They bought the Riviera and then tore it down. With good reason. A city that is booming with record-high convention business—and the only convention center in the US with a designated World Trade Center—needs to stretch its legs every once in a while.
The fall of the iconic Riviera Hotel and Casino, the first high-rise to hit the Strip and one of the only remaining casinos from the city’s infamous mob days, marks the steady rise of Las Vegas as a formidable meetings and conventions destination. The demolition of the building by the Las Vegas Convention and Visitors Authority (LVCVA) opened up 26 acres to a new Las Vegas Convention Center District project that will add 600,000 sf of exhibit and meeting space, as well as design and tech modernizations to the existing center. That pretty much makes the Riviera’s last leg the cornerstone to an estimated $800 million in annual revenue that the district will funnel into the city.

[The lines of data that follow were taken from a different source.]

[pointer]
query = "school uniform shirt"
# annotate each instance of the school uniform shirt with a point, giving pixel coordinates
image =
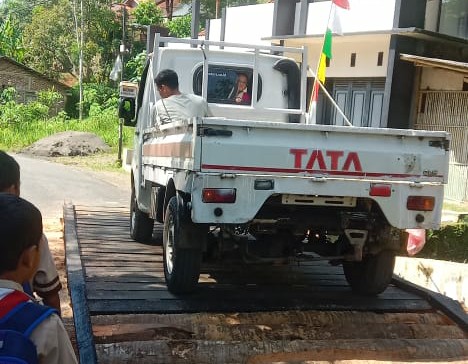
(46, 280)
(181, 107)
(50, 337)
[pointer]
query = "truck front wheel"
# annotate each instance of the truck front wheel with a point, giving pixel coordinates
(372, 275)
(181, 264)
(141, 226)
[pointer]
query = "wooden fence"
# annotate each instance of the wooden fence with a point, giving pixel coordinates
(448, 110)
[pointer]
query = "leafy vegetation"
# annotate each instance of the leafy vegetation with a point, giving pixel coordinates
(448, 243)
(148, 13)
(180, 27)
(23, 124)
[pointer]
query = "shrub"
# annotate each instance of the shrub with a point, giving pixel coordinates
(448, 243)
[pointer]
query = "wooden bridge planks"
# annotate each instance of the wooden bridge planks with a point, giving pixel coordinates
(123, 276)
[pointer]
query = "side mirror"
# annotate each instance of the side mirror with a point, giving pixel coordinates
(127, 111)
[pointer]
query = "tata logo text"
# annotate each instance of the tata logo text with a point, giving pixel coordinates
(334, 160)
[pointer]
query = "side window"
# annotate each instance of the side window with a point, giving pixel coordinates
(227, 85)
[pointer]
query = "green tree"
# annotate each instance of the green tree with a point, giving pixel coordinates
(50, 40)
(21, 10)
(148, 13)
(11, 43)
(181, 26)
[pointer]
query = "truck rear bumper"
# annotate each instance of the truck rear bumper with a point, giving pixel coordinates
(253, 190)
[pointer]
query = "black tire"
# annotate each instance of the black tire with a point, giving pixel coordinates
(181, 265)
(141, 226)
(371, 276)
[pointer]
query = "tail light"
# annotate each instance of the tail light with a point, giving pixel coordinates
(219, 195)
(420, 203)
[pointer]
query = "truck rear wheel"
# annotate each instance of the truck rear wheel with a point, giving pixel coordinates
(181, 265)
(141, 226)
(372, 275)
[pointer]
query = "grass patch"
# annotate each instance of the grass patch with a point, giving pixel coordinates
(448, 243)
(99, 162)
(16, 136)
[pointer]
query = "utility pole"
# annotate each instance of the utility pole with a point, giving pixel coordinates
(122, 54)
(81, 61)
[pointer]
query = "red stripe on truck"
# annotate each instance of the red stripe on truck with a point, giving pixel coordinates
(178, 149)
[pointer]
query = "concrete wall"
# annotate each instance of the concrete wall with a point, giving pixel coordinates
(245, 24)
(441, 80)
(27, 83)
(363, 16)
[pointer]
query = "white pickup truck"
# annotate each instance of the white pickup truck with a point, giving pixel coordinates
(258, 180)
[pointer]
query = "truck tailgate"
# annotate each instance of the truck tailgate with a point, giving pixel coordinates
(323, 150)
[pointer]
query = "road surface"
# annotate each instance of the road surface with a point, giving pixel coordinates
(48, 185)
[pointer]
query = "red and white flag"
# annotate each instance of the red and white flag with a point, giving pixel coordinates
(341, 3)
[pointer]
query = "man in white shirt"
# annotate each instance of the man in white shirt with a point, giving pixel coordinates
(174, 105)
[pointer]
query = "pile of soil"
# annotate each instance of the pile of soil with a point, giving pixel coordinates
(68, 143)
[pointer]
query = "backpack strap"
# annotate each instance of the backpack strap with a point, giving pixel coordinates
(11, 301)
(23, 317)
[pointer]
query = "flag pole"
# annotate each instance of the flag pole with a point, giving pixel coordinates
(320, 55)
(331, 99)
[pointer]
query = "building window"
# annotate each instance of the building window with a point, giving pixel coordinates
(454, 18)
(380, 59)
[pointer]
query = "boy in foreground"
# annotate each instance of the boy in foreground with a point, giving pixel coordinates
(20, 234)
(45, 282)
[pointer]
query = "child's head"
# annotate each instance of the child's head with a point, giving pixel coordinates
(9, 174)
(20, 233)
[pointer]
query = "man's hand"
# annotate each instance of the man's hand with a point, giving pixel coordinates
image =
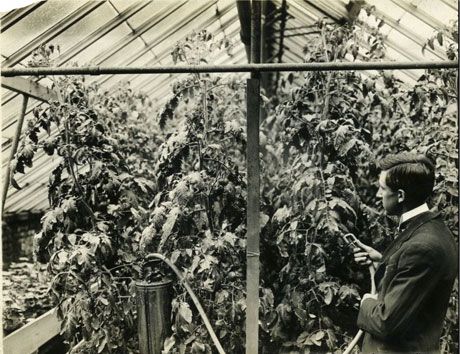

We were in town during this year’s World Trade Centers Association (WTCA) General Assembly, along with 300 other attendees representing 90 WTA’s worldwide, to experience the impact of Vegas conventions firsthand. “More than 30,000 jobs are dependent on the Las Vegas Convention Center,” explained Rossi Ralenkotter, president and CEO of the LVCVA, during a morning session at the convention center. “Every dollar spent generates $12 dollars back.” For the record, MICE business generates more than $12 billion into Vegas annually.
Along with a diverse set of keynotes that highlighted everything from the importance of innovation (“If things don’t change there’s no reason to get together—no reason for trade shows. Without innovation, there’s no reason to meet…”) to the necessity of immigrants (“The rhetoric does not represent us…”), the World Trade Center Las Vegas and World Trade Center Santiago signed a Memorandum of Understanding, underscoring their mutual commitment to build deeper international business relationships. “We’re using business tourism to connect the dots between Las Vegas and global business partners,” said LVCVA’s VP of Global Business Sales, Chris Meyer.
For a city that offers planners more than 11 million sf of formal meeting space, the phrase “experiential meeting space” was a unifying theme around town—whether a meeting next to an outdoor waterfall at the Wynn or a speakeasy vibe at the Cosmopolitan. Walking trees and dancing shrubs greeted us during a welcome reception at Paris Las Vegas, while Gordon Ramsay’s Steak took experiential dining to a whole new level (even for this vegan).
Amidst Vegas’ neon lights and larger-than-life persona, there was also much ado surrounding the forthcoming arrival of NHL and NFL teams, the Vegas Golden Knights and the Oakland Raiders, and the synergy that national and international sports convention groups will undoubtedly find. The Raiders are getting a shiny new stadium at a yet-to-be-determined location.
Until then, the steady inflow of meetings, conventions and exhibitions will continue to spur non-gaming growth throughout the city, giving this iconic desert city a new reason to twinkle.